Within the time limited by statute, the defendant gave the required notice in writing. Thereafter he appointed Dresser as his member of the appraisal committee, and the bank appointed Hinckley as its member.

The defendant made all reasonable efforts in good faith to have the third member of the committee appointed without result. In September, 1905, he retained an attorney, who communicated with Hinckley, urging him to join in making the appointment. The effort failed. On January 3, 1905, the bank declared a dividend, and sent to the defendant a check for the amount thereof due on 40 shares. The defendant promptly returned the check, declaring that he was not a stockholder. Other dividends were declared to the defendant by the bank on July 1, 1905, and January 1 and July 1, 1906. None of these three dividends were sent to or received by the defendant. On the bank’s stock ledger the defendant was credited throughout with 40 shares. The bank never refused the defendant or withheld from him any of the rights and privileges of a stockholder; but the defendant never used or asserted any of these rights or privileges after September 5, 1904. The stock certificates were in the defendant’s possession at the time of trial. The plaintiff was duly appointed receiver of the bank on August 16, 1906. The Comptroller of the Currency duly ordered an as*832sessment of 100 per cent., which the receiver seeks to collect from the defendant in this action.

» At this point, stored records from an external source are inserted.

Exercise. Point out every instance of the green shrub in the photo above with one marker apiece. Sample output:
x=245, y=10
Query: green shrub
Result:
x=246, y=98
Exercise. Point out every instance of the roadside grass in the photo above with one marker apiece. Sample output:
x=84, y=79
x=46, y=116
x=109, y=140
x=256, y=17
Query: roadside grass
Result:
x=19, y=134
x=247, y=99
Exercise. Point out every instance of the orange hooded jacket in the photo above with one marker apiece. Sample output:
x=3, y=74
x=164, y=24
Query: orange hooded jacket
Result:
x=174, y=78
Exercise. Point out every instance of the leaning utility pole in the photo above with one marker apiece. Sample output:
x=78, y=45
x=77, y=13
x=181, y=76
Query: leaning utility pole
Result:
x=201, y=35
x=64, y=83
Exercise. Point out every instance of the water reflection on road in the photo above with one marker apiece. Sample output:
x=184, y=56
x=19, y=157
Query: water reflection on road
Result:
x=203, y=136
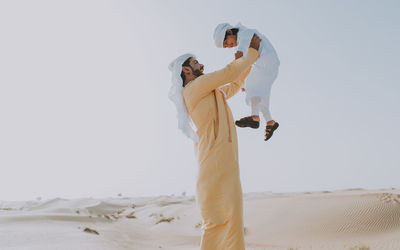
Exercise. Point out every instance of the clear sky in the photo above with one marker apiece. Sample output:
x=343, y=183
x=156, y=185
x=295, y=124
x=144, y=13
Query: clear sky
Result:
x=84, y=108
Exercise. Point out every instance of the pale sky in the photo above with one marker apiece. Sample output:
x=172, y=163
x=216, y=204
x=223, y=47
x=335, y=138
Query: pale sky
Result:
x=84, y=110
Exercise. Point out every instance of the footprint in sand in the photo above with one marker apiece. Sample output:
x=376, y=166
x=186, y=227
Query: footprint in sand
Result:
x=390, y=198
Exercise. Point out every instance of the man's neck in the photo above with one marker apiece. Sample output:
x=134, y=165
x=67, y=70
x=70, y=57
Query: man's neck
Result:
x=189, y=78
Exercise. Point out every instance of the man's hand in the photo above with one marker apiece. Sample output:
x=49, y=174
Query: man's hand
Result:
x=238, y=55
x=255, y=42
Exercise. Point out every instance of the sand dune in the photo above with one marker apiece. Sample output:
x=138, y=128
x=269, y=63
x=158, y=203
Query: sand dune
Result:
x=349, y=219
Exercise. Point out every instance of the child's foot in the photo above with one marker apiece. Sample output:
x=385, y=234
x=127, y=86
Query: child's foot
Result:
x=270, y=128
x=249, y=121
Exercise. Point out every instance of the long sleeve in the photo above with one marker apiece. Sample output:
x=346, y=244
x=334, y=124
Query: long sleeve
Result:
x=205, y=84
x=232, y=88
x=244, y=39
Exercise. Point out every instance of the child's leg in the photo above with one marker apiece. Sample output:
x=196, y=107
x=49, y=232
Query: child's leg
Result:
x=264, y=106
x=255, y=107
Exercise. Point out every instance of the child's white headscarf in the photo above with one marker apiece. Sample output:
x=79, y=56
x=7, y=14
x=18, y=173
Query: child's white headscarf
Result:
x=175, y=95
x=219, y=34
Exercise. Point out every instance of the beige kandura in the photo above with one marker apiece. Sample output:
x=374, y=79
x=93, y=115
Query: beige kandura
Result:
x=218, y=187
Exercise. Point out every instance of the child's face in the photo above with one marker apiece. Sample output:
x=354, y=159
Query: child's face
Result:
x=230, y=41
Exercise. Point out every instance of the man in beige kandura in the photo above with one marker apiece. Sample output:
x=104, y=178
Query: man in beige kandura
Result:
x=201, y=101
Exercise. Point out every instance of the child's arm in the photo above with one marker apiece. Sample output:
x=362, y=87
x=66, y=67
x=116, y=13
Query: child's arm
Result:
x=232, y=88
x=207, y=83
x=244, y=39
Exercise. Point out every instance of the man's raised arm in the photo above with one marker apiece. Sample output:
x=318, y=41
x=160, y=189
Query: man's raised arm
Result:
x=205, y=84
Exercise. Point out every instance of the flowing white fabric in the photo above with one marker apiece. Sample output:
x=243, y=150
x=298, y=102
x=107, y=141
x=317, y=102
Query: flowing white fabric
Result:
x=175, y=95
x=219, y=34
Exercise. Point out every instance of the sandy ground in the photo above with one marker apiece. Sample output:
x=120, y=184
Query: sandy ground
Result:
x=353, y=219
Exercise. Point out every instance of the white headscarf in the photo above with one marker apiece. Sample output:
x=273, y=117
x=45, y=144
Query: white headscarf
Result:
x=219, y=34
x=175, y=95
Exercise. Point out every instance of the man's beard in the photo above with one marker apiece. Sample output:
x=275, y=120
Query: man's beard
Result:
x=197, y=72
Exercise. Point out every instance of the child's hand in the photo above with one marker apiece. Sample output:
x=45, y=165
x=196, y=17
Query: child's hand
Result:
x=238, y=55
x=255, y=42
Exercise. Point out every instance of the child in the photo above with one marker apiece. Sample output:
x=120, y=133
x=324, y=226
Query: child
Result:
x=263, y=74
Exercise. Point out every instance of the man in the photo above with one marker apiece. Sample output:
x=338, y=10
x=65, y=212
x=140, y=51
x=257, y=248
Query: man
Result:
x=218, y=188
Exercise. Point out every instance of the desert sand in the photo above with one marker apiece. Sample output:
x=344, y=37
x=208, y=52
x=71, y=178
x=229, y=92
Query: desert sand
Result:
x=344, y=219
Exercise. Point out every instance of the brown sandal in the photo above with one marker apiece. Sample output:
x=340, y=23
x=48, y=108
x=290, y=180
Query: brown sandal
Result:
x=247, y=122
x=269, y=130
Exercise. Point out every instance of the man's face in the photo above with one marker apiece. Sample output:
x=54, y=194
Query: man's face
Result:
x=230, y=41
x=197, y=68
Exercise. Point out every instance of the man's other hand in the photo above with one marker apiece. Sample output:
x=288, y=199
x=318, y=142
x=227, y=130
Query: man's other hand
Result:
x=255, y=42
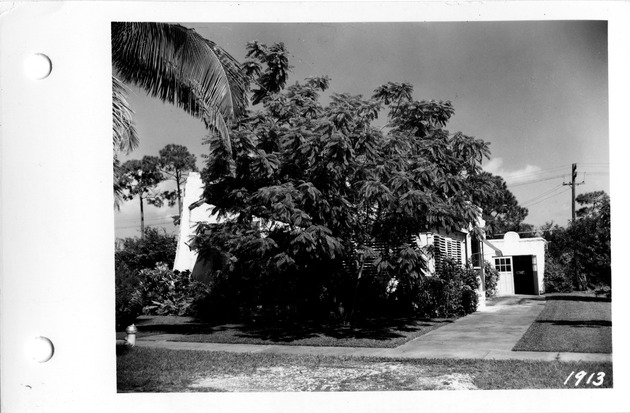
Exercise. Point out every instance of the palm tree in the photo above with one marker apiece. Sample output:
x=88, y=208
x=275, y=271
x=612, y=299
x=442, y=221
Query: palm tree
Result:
x=180, y=67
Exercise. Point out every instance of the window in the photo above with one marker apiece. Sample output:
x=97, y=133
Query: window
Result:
x=476, y=252
x=447, y=248
x=503, y=264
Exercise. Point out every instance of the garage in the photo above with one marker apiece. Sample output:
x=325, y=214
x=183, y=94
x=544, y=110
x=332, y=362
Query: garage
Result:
x=520, y=264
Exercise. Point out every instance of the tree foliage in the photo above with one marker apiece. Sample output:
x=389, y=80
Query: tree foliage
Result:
x=175, y=163
x=140, y=178
x=178, y=66
x=157, y=246
x=501, y=210
x=582, y=249
x=307, y=191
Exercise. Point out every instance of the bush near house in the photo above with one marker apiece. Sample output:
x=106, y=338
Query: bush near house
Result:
x=132, y=256
x=128, y=299
x=558, y=277
x=451, y=292
x=308, y=189
x=167, y=292
x=139, y=253
x=492, y=279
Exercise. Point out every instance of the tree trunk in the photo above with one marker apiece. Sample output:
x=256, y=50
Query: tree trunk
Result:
x=356, y=289
x=179, y=196
x=141, y=217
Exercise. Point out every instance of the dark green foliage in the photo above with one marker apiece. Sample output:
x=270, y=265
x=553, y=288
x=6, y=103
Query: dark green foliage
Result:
x=307, y=192
x=583, y=248
x=168, y=292
x=451, y=292
x=492, y=279
x=128, y=300
x=141, y=253
x=132, y=256
x=501, y=210
x=558, y=278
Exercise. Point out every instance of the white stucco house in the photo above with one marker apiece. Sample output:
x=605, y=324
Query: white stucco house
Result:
x=521, y=265
x=462, y=245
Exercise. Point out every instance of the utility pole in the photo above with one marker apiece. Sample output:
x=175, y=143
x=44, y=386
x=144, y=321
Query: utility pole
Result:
x=573, y=184
x=580, y=281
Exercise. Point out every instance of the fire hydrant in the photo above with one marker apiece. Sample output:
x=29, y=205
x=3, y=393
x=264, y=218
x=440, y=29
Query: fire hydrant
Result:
x=130, y=339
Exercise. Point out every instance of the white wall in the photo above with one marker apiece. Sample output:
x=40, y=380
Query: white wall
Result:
x=193, y=191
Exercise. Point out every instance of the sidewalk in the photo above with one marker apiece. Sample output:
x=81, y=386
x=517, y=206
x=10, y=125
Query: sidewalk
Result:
x=490, y=333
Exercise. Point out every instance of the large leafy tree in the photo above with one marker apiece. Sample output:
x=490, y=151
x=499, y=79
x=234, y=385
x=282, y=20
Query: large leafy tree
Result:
x=178, y=66
x=501, y=210
x=140, y=178
x=314, y=194
x=176, y=162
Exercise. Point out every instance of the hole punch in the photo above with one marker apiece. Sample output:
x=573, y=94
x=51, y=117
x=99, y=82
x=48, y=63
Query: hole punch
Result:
x=38, y=66
x=40, y=349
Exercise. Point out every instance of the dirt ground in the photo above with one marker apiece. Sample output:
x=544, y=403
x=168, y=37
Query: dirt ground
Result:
x=355, y=377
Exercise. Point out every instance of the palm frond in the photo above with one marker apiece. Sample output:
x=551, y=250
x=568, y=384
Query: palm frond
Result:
x=125, y=136
x=179, y=66
x=118, y=183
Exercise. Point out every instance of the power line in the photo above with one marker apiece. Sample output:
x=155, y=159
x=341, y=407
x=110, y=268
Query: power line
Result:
x=535, y=181
x=542, y=195
x=548, y=198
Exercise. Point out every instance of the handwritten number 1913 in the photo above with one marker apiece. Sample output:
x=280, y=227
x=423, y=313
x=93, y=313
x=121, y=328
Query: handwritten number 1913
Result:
x=599, y=378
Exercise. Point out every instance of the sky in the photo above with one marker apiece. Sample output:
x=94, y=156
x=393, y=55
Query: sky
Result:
x=536, y=91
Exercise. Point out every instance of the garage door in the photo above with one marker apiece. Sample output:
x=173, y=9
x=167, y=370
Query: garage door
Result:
x=505, y=286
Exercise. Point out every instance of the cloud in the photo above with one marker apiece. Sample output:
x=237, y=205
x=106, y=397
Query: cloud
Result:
x=495, y=167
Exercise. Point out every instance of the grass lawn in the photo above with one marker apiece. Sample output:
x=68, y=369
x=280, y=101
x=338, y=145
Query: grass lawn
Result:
x=373, y=333
x=159, y=370
x=571, y=323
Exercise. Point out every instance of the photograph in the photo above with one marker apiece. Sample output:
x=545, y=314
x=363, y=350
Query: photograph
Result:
x=365, y=206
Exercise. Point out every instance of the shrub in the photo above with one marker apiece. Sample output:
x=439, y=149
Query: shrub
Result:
x=168, y=292
x=138, y=253
x=492, y=279
x=557, y=279
x=604, y=290
x=128, y=297
x=452, y=291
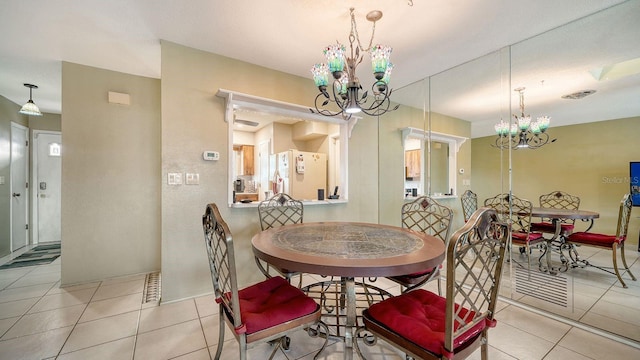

By the terms of the statute, the defendant ceased to be a stockholder of the bank on giving his notice of withdrawal September 5, 1904. The purpose of the statute is to permit any stockholder under the circumstances stated to withdraw at once from the bank and so to terminate his liability. Congress did not intend that this liability should continue throughout the time taken to appraise the value of the defendant’s shares. The defendant ceased to be a stockholder upon his giving the required notice.

But a person who is not a stockholder may yet be liable as a stockholder to' the creditors of a corporation, if he has placed his name upon the books of the corporation as a stockholder, or, in some cases, if he has permitted his name to remain upon its books after he has ceased to be a stockholder. In such case the stockholder is held liable by estoppel. Nat. Bank v. Case, 99 U. S. 628, 25 L. Ed. 448. The creditors are deemed to rely upon the statements contained in the corporation’s books. In the case at bar, a necessary element of the estop-pel is wholly wanting. The defendant did not place or cause to be placed his name upon the stock ledger after he had ceased to be a stockholder. He did not permit it to remain upon that book, and its retention was caused solely by a failure of duty on the part of the bank and its officers. Whitney v. Butler, 118 U. S. 655, 7 Sup. Ct. 61, 30 L. Ed. 266; Earle v. Carson, 188 U. S. 42, 23 Sup. Ct. 254, 47 L. Ed. 373. Under the circumstances, an offer to surrender the certificates would have been a vain formality. Even if it be admitted that the ingenuity of the plaintiff’s counsel has now suggested some attempt at removal which the defendant omitted to make, and which might possibly have resulted in success, yet this suggestion falls far short of the evidence required to make out the defendant’s estoppel. The defendant was not a stockholder in the bank at the time the receivership was instituted, nor was he at that time estopped from denying that he was a stockholder.

In Apsey v. Whittemore, 85 N. E. 91, where the facts were exactly similar, the Supreme Judicial Court of Massachusetts reached our result by a course of reasoning which may be somewhat different from ours, but is in no way inconsistent.

The judgment of the Circuit Court is reversed, the verdict is set aside, the case is remanded to that court for further proceedings consistent with.our opinion passed down this day, and the plaintiff in error recovers his costs of appeal.